What I really want is:
A simple repository specification that can be rapidly and efficiently implemented to provide local repository services on both client and server
The flexibility to link these services in the background using offline update agents
Independence from any specific language or server platform
Something that is reasonably efficient for traditional CMS applications
But what I really want is a platform on which to build new web applications really fast without too many compromises.
Some time ago the Java community identified the need for some standards in this area, and I couldn't agree more. The approach taken by the Java folks was to define an API, now enshrined in a standard, the JSR 170. There is even a CPAN module for perlites wanting to access the API, and a strong reference implementation (Apache Jackrabbit). Several commercial vendors sell JSR 170 implementations, and there's a dynamic community involved in the next revision of the spec. A number of open-source projects have layered JSR 170 compliant interfaces over their existing content repositories.

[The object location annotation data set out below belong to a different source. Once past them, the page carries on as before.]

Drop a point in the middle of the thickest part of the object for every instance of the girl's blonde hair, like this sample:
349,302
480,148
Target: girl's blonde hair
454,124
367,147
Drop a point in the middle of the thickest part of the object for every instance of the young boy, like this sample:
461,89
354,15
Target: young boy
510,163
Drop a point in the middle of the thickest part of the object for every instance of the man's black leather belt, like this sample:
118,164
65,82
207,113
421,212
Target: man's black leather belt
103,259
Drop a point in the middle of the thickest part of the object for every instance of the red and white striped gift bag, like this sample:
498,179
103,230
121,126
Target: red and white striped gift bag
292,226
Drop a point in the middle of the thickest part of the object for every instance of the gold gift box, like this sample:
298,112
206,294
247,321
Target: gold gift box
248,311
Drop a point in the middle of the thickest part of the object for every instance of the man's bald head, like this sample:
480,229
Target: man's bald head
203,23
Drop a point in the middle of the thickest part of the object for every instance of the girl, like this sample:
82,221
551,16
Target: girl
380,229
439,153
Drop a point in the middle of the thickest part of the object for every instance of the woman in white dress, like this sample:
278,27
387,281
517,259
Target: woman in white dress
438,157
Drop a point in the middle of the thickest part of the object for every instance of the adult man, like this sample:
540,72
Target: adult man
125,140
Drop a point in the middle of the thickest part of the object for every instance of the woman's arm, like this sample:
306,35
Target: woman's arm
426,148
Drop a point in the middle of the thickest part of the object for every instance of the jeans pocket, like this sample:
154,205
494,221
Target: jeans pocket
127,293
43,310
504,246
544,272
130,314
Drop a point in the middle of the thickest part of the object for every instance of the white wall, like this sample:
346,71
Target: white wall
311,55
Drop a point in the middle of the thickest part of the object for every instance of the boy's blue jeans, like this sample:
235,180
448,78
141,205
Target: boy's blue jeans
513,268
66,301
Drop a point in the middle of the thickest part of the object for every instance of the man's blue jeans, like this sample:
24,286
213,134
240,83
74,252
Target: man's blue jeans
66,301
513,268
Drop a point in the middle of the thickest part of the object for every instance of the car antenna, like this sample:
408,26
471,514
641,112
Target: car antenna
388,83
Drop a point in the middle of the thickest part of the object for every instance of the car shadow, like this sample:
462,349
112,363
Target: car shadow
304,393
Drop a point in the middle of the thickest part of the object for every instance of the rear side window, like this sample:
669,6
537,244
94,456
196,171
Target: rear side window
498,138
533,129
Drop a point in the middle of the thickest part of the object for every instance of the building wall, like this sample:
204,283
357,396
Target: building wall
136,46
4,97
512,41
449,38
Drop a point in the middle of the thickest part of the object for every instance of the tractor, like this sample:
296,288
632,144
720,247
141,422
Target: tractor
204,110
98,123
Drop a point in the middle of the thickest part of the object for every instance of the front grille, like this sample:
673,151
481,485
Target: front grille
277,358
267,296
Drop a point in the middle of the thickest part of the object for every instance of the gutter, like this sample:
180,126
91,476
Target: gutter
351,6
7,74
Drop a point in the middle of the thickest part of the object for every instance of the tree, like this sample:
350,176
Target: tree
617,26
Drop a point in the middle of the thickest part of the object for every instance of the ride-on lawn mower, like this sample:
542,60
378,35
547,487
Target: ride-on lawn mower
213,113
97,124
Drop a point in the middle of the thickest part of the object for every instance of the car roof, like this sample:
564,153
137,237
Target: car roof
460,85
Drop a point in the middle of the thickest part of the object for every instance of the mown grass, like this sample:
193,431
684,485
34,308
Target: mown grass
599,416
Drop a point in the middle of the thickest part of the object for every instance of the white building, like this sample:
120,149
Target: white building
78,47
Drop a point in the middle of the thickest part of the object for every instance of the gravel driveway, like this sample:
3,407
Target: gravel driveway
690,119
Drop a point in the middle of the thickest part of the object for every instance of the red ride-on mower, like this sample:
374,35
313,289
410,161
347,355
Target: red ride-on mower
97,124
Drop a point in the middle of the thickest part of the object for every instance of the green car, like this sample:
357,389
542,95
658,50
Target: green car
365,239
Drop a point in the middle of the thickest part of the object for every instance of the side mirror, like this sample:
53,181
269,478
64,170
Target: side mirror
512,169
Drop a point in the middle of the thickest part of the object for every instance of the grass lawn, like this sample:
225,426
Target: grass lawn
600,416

After playing with Jackrabbit for a while I found myself asking, why is it so darned complicated? The reference implementation is very heavy, but it has to be honest to the spec. The API is defined in two levels, effectively "read only repository" and "read-wite repository". Level 1 is extremely rich with features. To me it looks very much like an API designed by committee, where no-one got their idea voted down. Having said that, it's really an excellent API. So, how about picking apart the API and seeing what parts an implementation really needs to provide? I'm not proposing anything more than a complementary API that is:
Able to leverage all the wonderful work the java folks have done,
Language agnostic (not tied to Java, or any other specific language),
Simpler – a subset of JSR 170,
More amenable to implementation using commonly available tools and libraries,
Much less tied to XML/XPath
So, I have embarked on this voyage of discovery. I have an initial implemention of a content repository coded using perl, which leverages CPAN heavily. I've tried to stay true to the JSR 170 definition, except where language specifics dictate otherwise (e.g. Java uses method signatures that are not available in other languages). The goal is to produce a reference implementation of this cut-down API (working name WCR). If we feel it's powerful enough, then we'll move on to a high performance implementation in a proper language, and a web interface. But the key is the API, not the implementation. The idea is that an application using WCR can use a standard JSR 170 implementation, assuming a compatible interface exists.
The resultant content repository won't be tied to any specific purpose. It's possible that the first application of it will be a wiki, though.